Other Matters: Holyoke Community College Foundation Could Improve Its Internal Controls Over Financial Management

Although expenditures were budgeted and made properly, the audit urges HCCF to improve documentation of accounting practices and disclosure of related-party transactions.

Table of Contents

Overview

The expenditures of Holyoke Community College Foundation were used for the exclusive benefit of the college. However, during our audit fieldwork, we noted areas for improvement in the existing internal control environment that we would like to bring to management’s attention. These areas include the following:

  • As of June 30, 2019, the foundation managed $19.3 million of assets that supported the growth and improvement of Holyoke Community College. During our review, we noted that the foundation did not have documented accounting policies and procedures to guide management in performing daily accounting activities.

Since the executive director and the board of directors share the responsibility of financial accounting for the foundation, they should work together to document accounting policies and procedures in a manual that can be used to support succession training and increase the transparency of this critical function.

  • The foundation has procedures that require all board members, upon appointment and annually thereafter, to make full, written disclosures of potential conflicts of interest that may interfere with their ability to serve. The foundation is also required to disclose all related-party transactions1 in its financial statements.

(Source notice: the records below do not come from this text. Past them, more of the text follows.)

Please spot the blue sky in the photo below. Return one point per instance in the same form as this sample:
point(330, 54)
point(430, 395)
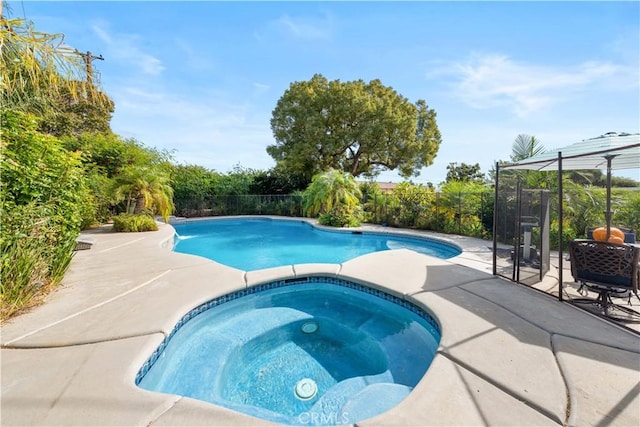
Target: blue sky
point(202, 78)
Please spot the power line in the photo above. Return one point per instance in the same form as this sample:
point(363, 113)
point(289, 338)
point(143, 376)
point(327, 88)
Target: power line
point(88, 60)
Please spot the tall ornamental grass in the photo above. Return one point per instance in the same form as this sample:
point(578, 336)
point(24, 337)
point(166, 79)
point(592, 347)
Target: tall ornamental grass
point(43, 197)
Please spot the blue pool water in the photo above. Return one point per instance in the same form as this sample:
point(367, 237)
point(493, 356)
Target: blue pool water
point(253, 244)
point(310, 351)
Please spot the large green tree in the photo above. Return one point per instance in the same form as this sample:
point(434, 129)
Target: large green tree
point(357, 127)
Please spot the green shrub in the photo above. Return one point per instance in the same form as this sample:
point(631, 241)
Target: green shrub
point(133, 223)
point(342, 216)
point(43, 202)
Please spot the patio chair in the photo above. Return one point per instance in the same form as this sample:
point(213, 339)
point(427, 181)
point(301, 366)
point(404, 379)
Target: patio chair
point(629, 234)
point(609, 269)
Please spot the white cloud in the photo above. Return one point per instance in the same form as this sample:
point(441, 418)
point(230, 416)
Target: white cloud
point(124, 48)
point(305, 28)
point(497, 81)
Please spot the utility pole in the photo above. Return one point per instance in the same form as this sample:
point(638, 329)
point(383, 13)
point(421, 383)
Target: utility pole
point(88, 59)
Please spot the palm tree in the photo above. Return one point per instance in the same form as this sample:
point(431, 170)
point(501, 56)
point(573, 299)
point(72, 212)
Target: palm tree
point(329, 190)
point(525, 146)
point(144, 187)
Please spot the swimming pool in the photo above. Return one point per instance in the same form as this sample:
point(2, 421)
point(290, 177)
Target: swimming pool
point(312, 350)
point(256, 243)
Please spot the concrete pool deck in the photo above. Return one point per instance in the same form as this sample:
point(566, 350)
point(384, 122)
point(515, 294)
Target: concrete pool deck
point(509, 355)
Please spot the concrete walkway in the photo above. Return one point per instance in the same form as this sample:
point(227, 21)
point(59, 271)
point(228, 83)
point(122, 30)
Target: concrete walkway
point(509, 355)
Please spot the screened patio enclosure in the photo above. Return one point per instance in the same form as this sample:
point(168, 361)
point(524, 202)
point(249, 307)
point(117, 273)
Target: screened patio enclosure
point(611, 151)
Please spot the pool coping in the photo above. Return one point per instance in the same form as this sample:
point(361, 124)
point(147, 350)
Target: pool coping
point(73, 360)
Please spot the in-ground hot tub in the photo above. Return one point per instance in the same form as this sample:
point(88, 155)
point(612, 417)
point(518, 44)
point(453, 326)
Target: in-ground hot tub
point(312, 350)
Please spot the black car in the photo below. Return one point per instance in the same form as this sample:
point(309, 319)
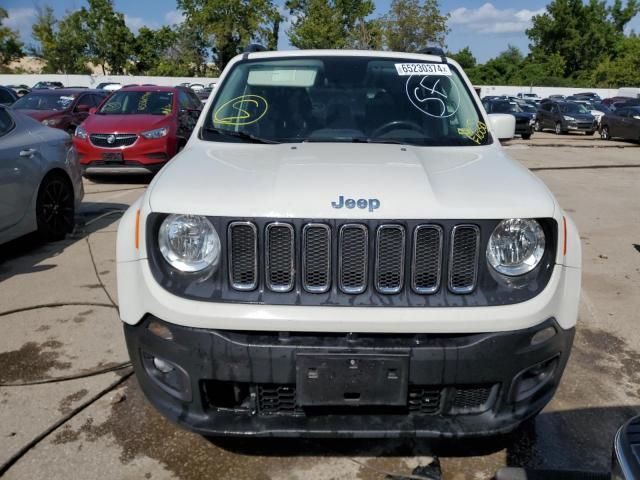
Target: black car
point(622, 123)
point(524, 120)
point(7, 96)
point(562, 117)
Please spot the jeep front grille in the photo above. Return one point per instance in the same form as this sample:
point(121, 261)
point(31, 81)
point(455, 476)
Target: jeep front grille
point(386, 258)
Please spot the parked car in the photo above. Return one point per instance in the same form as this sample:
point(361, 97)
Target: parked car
point(40, 179)
point(109, 86)
point(563, 117)
point(622, 123)
point(137, 130)
point(63, 108)
point(524, 120)
point(423, 279)
point(47, 85)
point(20, 90)
point(7, 96)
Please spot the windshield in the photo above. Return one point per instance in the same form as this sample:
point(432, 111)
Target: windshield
point(345, 99)
point(51, 101)
point(138, 103)
point(573, 108)
point(506, 107)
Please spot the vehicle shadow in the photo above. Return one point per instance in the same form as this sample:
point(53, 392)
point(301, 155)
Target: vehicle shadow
point(26, 254)
point(580, 439)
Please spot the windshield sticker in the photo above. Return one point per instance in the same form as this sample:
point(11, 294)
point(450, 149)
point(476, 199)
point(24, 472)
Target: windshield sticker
point(242, 110)
point(423, 69)
point(477, 135)
point(435, 96)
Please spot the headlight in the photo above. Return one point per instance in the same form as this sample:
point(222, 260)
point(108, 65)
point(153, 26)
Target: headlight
point(189, 243)
point(81, 132)
point(157, 133)
point(516, 246)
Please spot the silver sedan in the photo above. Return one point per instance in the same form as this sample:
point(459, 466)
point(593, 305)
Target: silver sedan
point(40, 179)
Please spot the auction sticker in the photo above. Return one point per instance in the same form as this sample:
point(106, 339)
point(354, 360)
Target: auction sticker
point(423, 69)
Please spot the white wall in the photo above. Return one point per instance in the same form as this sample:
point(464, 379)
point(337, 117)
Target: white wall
point(93, 80)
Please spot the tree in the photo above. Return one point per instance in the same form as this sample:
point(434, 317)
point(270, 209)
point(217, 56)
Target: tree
point(10, 45)
point(465, 58)
point(582, 33)
point(230, 25)
point(151, 47)
point(326, 23)
point(61, 44)
point(410, 25)
point(109, 38)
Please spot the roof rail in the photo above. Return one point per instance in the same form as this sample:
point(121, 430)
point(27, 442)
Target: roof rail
point(432, 51)
point(255, 47)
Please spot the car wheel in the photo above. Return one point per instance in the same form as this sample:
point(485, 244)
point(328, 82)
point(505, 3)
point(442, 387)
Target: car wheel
point(537, 126)
point(55, 207)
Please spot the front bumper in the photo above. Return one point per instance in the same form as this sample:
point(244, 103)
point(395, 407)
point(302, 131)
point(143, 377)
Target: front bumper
point(245, 383)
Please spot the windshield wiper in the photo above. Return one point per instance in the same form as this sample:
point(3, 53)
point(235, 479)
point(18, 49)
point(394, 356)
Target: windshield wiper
point(242, 135)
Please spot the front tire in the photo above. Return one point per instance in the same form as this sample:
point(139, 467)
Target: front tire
point(55, 207)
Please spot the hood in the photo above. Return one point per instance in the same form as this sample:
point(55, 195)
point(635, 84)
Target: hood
point(303, 180)
point(124, 123)
point(40, 115)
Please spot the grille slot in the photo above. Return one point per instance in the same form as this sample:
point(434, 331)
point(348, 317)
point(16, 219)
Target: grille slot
point(425, 400)
point(316, 257)
point(119, 139)
point(472, 398)
point(277, 399)
point(390, 258)
point(463, 259)
point(279, 263)
point(243, 255)
point(353, 258)
point(427, 259)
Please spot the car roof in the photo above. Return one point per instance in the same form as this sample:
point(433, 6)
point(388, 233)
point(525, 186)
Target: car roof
point(150, 88)
point(65, 91)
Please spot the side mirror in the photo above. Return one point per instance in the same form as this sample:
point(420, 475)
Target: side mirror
point(502, 125)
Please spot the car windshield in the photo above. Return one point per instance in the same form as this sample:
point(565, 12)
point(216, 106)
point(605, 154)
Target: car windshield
point(573, 108)
point(138, 103)
point(506, 107)
point(47, 101)
point(345, 99)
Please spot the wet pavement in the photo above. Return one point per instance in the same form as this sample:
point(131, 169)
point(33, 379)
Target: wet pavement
point(58, 317)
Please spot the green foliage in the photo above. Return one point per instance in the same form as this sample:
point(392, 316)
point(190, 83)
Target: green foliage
point(329, 23)
point(465, 58)
point(109, 40)
point(230, 25)
point(410, 25)
point(10, 45)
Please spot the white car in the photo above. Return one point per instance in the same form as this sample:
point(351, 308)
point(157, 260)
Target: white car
point(343, 248)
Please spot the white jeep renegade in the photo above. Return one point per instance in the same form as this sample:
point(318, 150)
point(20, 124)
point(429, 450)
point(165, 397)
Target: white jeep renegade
point(344, 249)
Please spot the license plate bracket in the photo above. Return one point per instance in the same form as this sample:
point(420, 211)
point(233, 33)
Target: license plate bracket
point(112, 157)
point(351, 379)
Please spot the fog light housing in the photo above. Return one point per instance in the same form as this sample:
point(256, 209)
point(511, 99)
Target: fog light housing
point(530, 381)
point(169, 376)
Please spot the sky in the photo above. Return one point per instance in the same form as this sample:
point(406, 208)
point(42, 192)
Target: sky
point(487, 27)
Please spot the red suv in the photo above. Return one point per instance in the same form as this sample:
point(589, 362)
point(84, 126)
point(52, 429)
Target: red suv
point(63, 108)
point(137, 130)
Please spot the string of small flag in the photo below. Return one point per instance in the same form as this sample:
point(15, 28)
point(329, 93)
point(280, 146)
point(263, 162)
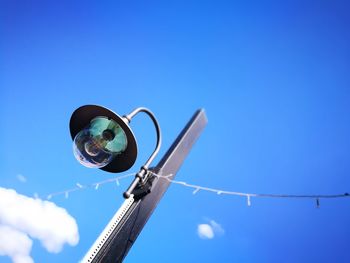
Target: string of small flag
point(198, 188)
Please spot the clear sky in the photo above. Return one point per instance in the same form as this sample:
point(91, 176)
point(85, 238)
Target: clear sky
point(273, 77)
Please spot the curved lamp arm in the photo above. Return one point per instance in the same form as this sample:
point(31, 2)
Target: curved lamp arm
point(143, 171)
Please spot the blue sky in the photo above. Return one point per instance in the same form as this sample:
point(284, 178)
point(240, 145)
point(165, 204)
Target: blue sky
point(273, 77)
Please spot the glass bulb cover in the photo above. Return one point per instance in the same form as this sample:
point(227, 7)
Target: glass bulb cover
point(98, 144)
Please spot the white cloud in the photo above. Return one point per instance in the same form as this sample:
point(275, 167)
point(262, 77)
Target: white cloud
point(217, 228)
point(208, 231)
point(23, 216)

During our review of the foundation’s audited financial statements, we noted that certain businesses associated with the foundation’s board members provided goods and services to the foundation. These relationships were disclosed in the foundation’s financial statements. However, three of the payments made to those businesses, totaling $21,618, were not disclosed as related-party transactions in the financial statements. Not properly identifying and disclosing related-party transactions could adversely affect the integrity of the foundation’s decision-making process.

The foundation should closely monitor all financial transactions to ensure that all related-party transactions are identified and properly disclosed.

1.     A related party is an individual with significant influence over an organization. A related-party transaction is a transaction between such an individual and the organization.